Dominican Republic dollar ‘black market’ rears its ugly head
Santo Domingo.- The low offer of dollars from the banks again affects some of Dominican Republic’s economic sectors, stoking the specter of a “black market,” where there’s already talk of a “parallel market” for the US currency.
César de los Santos, president of the auto dealers grouped in Anadive said the black market’s transactions are now more evident. “Depending on the need and urgency that you have at the moment, you have to go to that market, the so-called black market and because there is a shortage they take advantage of that shortage.”
For the Central Bank and some economists, the economy has been generating dollars normally, since tourism, remittances, foreign investment and export revenue hasn’t fallen.
What’s illogical is that when it comes to looking for foreign currency in the formal banking sector many businesses find it difficult to find the amount they need to meet their international commitments.
Quoted by diariolibre.com, economist Ernesto Selman says the low availability of dollars can result from the fact that the sectors that generate them have been growing. “It would seem that the problem comes from the side of the demand, mainly from the government to finance the coal plants at Punta Catalina.”
“Since foreign financing was not achieved, they couldn’t bring these new dollars into the economy and that internally generated demand means that in the last 18 months there has been an additional demand of at least US$1.5 billion,” said the also executive vice president of the think tank, Regional Economic Strategies Center (CREES).
Selman said the international environment is key in the problem, because the US interest rates and the US dollar remain strong.
“We all have to pay in dollars and we are having difficulties because there are never dollars at the moment of the payments, what the banks always say is that they have availability 2,000 and 3,000 dollars,” de los Santos said.
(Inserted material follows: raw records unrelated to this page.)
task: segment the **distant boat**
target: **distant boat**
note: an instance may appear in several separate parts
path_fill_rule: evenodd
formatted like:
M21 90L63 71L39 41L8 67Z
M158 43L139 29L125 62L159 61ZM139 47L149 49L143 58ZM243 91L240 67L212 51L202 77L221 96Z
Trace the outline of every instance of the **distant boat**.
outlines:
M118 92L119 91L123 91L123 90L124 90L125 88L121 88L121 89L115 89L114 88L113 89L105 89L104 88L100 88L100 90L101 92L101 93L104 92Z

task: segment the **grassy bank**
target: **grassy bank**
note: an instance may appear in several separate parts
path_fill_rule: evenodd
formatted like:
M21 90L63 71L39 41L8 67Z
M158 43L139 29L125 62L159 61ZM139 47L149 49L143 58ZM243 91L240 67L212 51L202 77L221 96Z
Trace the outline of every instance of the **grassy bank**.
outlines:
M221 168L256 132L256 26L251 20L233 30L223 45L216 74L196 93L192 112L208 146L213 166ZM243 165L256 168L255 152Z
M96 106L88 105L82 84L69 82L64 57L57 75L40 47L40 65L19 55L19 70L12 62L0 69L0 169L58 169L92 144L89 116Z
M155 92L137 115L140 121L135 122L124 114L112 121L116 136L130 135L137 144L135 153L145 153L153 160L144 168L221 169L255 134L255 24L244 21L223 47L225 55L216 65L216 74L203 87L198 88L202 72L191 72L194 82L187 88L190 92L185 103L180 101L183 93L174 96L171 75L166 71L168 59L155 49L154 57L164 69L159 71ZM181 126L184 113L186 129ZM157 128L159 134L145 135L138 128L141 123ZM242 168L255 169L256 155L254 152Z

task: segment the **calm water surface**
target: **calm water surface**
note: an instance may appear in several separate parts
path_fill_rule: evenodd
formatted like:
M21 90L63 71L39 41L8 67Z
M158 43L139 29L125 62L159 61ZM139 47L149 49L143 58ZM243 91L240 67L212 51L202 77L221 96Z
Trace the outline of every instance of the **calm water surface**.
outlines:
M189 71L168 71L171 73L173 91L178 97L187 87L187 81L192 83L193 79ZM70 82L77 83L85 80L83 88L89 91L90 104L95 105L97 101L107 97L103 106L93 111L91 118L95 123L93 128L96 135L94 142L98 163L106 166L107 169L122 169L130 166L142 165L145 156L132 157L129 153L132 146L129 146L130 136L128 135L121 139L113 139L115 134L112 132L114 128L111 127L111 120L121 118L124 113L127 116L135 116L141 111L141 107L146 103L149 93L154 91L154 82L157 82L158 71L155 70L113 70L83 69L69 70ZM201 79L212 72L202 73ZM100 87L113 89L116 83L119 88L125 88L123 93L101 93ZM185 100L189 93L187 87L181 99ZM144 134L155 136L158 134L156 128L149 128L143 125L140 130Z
He says in his case as an auto importer they offer him $40,000 and $50,000 dollars, but that he really needs to buy around two million dollars a month. “If you’re going to look for $2,000 you find it at the rate they say RD$47.30 for $1, but if you’re going to look for a sum as in our case we’re looking for $400,000 and $500,000 a week we cannot find them.”
“They appear on the black market, but at a rate that you already suspect!”